A just and fair trial and legal process must be instituted in Iraq, this is of paramount importance when dealing with a country that insists on implementing the death penalty and that does not seem to have the intention to stop at any point in the near future. This intention has been made clear by Minister of Justice al-Shammari on numerous occasions, most recently in an official statement posted on the Ministry website on 2 April 2013 where he stated that all of those who are against the death penalty in Iraq are defending terrorists and that all calls for a moratorium on its use are calls against the rights of the victims and the constitution.[6] He further assured that all of the attempts and calls for the end of the death penalty will not keep the Ministry from continuing its work of avenging the families of the victims.

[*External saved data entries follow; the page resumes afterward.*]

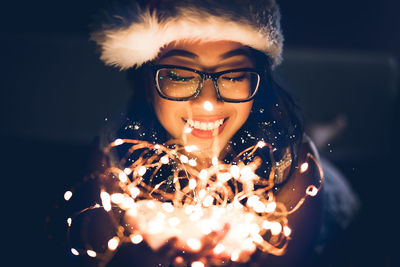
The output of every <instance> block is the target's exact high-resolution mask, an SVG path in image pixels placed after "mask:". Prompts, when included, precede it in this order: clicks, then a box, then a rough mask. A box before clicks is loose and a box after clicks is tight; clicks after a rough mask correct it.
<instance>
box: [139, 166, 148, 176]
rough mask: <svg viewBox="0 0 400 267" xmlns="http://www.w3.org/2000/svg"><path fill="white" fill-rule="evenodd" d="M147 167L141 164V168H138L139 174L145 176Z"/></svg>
mask: <svg viewBox="0 0 400 267" xmlns="http://www.w3.org/2000/svg"><path fill="white" fill-rule="evenodd" d="M146 171H147V169H146V167H145V166H140V168H139V170H138V175H139V176H143V175H144V174H145V173H146Z"/></svg>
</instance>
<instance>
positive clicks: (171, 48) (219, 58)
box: [158, 40, 253, 66]
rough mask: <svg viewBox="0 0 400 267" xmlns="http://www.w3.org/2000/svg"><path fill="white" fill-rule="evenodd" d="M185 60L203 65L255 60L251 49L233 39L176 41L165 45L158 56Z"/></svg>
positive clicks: (209, 64)
mask: <svg viewBox="0 0 400 267" xmlns="http://www.w3.org/2000/svg"><path fill="white" fill-rule="evenodd" d="M175 60H183V61H195V62H196V63H197V64H199V65H202V66H213V65H217V64H219V63H221V62H232V61H242V62H245V63H251V62H252V61H253V57H252V53H251V50H250V49H249V48H248V47H247V46H244V45H242V44H241V43H238V42H233V41H212V42H211V41H210V42H205V41H201V42H200V41H186V40H183V41H174V42H172V43H170V44H168V45H167V46H165V47H164V48H163V49H162V50H161V52H160V54H159V57H158V61H162V63H166V62H167V63H168V62H169V61H175Z"/></svg>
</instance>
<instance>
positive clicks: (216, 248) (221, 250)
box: [213, 244, 225, 255]
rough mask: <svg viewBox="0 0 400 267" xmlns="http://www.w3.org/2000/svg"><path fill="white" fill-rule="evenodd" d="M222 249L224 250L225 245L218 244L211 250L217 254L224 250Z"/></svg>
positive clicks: (221, 251) (215, 253)
mask: <svg viewBox="0 0 400 267" xmlns="http://www.w3.org/2000/svg"><path fill="white" fill-rule="evenodd" d="M224 250H225V246H224V245H222V244H218V245H216V246H215V248H214V249H213V252H214V253H215V254H217V255H218V254H221V253H222V252H224Z"/></svg>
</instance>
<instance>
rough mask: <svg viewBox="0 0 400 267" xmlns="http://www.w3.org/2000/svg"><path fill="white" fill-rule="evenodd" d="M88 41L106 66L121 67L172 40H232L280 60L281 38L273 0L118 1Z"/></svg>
mask: <svg viewBox="0 0 400 267" xmlns="http://www.w3.org/2000/svg"><path fill="white" fill-rule="evenodd" d="M123 2H124V4H121V5H119V6H117V7H116V8H114V9H113V11H108V12H107V13H106V16H105V18H103V21H102V24H101V25H100V26H99V27H98V29H97V30H95V31H94V32H92V34H91V39H92V40H94V41H95V42H96V43H97V44H98V45H99V47H100V51H101V56H100V58H101V60H102V61H103V62H105V64H106V65H110V66H115V67H118V68H119V69H121V70H125V69H128V68H132V67H136V68H138V67H140V66H141V65H142V64H144V63H145V62H148V61H151V60H154V59H155V58H156V57H157V56H158V54H159V52H160V49H161V48H162V47H164V46H166V45H167V44H169V43H171V42H173V41H176V40H192V41H219V40H230V41H236V42H239V43H241V44H243V45H246V46H249V47H251V48H254V49H256V50H259V51H262V52H263V53H265V54H266V55H267V56H269V57H270V58H271V60H272V62H273V66H276V65H277V64H279V63H280V62H281V54H282V43H283V36H282V32H281V29H280V13H279V7H278V5H277V4H276V2H275V0H220V1H216V0H213V1H212V0H201V1H199V0H159V1H148V2H147V3H146V4H139V3H138V2H137V1H123Z"/></svg>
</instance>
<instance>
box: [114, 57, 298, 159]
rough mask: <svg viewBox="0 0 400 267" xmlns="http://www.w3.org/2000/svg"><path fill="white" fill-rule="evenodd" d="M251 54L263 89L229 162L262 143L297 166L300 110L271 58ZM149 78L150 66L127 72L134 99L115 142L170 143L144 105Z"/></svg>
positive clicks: (238, 134) (148, 110) (164, 133)
mask: <svg viewBox="0 0 400 267" xmlns="http://www.w3.org/2000/svg"><path fill="white" fill-rule="evenodd" d="M251 51H252V54H253V56H254V59H255V62H256V68H257V69H258V70H259V71H260V72H262V73H263V75H262V80H261V83H260V89H259V91H258V92H257V95H256V97H255V99H254V103H253V107H252V110H251V113H250V116H249V118H248V119H247V121H246V122H245V124H244V125H243V126H242V127H241V128H240V129H239V130H238V132H237V133H236V134H235V135H234V136H233V138H232V139H231V140H230V141H229V143H228V146H227V148H226V149H227V150H229V151H230V153H228V154H227V156H226V159H227V160H229V159H231V158H233V157H234V155H235V154H237V153H239V152H241V151H243V150H244V149H246V148H247V147H249V146H251V145H253V144H255V143H257V142H258V141H260V140H263V141H265V142H267V143H269V144H271V145H272V147H273V148H274V150H275V152H274V158H275V160H277V161H279V160H280V159H282V158H283V156H284V155H285V154H287V153H288V152H289V153H290V155H291V157H292V162H296V154H297V153H296V152H297V150H298V148H299V145H300V143H301V141H302V136H303V124H302V120H301V119H300V116H299V112H298V107H297V106H296V105H295V103H294V101H293V100H292V98H291V97H290V95H289V94H288V93H287V92H286V91H285V90H284V89H283V88H282V87H281V86H279V85H278V84H277V83H276V82H275V81H274V79H273V75H272V69H271V61H270V59H269V57H268V56H266V55H265V54H264V53H262V52H260V51H258V50H255V49H251ZM150 75H151V69H150V66H149V65H148V64H145V65H143V66H142V67H140V68H138V69H134V68H132V69H130V70H128V71H127V78H128V81H129V82H130V83H131V85H132V88H133V95H132V97H131V99H130V101H129V104H128V108H127V112H126V122H125V123H123V124H122V127H120V129H119V130H118V131H117V136H115V137H116V138H132V139H141V140H146V141H150V142H153V143H165V142H166V141H168V140H167V138H168V135H167V132H166V130H165V129H164V128H163V127H162V126H161V124H160V122H159V121H158V119H157V116H156V115H155V113H154V111H153V107H151V106H150V101H144V100H145V99H148V98H149V97H150V95H149V90H148V89H147V88H149V87H150V86H151V84H150V83H151V82H152V79H151V78H152V76H150ZM133 124H134V125H135V126H134V127H133V126H132V125H133ZM294 165H295V164H292V166H294Z"/></svg>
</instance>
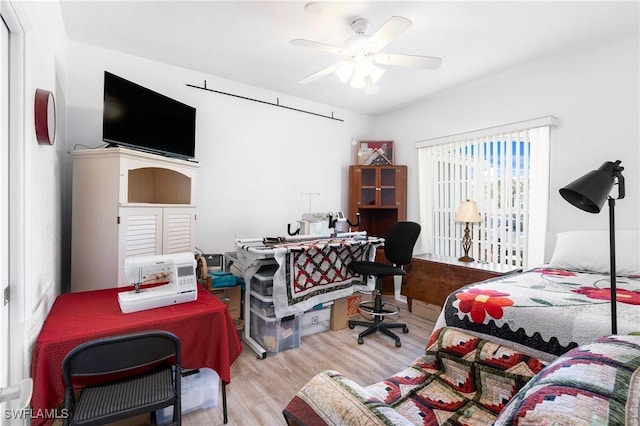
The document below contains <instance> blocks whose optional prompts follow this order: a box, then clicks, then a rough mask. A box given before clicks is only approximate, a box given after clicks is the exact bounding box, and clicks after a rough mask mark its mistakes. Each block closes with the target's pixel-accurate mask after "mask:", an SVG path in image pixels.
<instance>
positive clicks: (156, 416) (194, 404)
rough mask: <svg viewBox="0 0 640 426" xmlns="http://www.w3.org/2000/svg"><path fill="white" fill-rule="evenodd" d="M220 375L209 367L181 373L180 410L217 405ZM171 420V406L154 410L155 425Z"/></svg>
mask: <svg viewBox="0 0 640 426" xmlns="http://www.w3.org/2000/svg"><path fill="white" fill-rule="evenodd" d="M219 383H220V376H218V373H216V372H215V371H213V370H212V369H210V368H200V369H198V370H195V371H192V372H187V373H184V372H183V373H182V379H181V384H180V391H181V395H180V400H181V404H180V405H181V407H180V408H181V410H180V411H181V412H182V414H187V413H190V412H192V411H195V410H206V409H208V408H213V407H217V406H218V390H219V387H220V385H219ZM171 420H173V406H169V407H165V408H162V409H160V410H157V411H156V425H159V426H160V425H165V424H169V423H171Z"/></svg>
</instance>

The international community must now also make it clear that it will not allow the Government of Iraq to continue operating outside of international law norms and regulations. As Ms. Navi Pillay, UN High Commissioner for Human Rights, stated with regards to how executions are carried out, they are “extremely dangerous and cannot be justified.”[7] Inaction on behalf of the international community while lives continue to be taken at will cannot be justified either. We call for Christof Heyns, UN Special Rapporteur on extrajudicial, summary or arbitrary executions, to use his mandate to focus on and document this grave violation of the right to life and to uptake an immediate investigation into current and previous waves of executions in Iraq. Furthermore, we strongly urge Ms. Pillay to take increased action on this dire situation. In her statements, Ms. Pillay has mentioned the seriousness of the human rights situation in the country and made calls on the Iraqi government to take action and come into line with human rights and international law. These calls have gone unheeded and the situation continues to escalate. Under these circumstances, further action on behalf of the High Commissioner for Human Rights is not only warranted but necessary.

We further urgently demand that the members of the Human Rights Council convene a special session on the human rights situation in Iraq; that an independent, international committee be created and dispatched to fully investigate all of the human rights violations that have been committed in Iraq since 2003, and also of upmost importance, that a Special Rapporteur on the human rights situation in Iraq be appointed.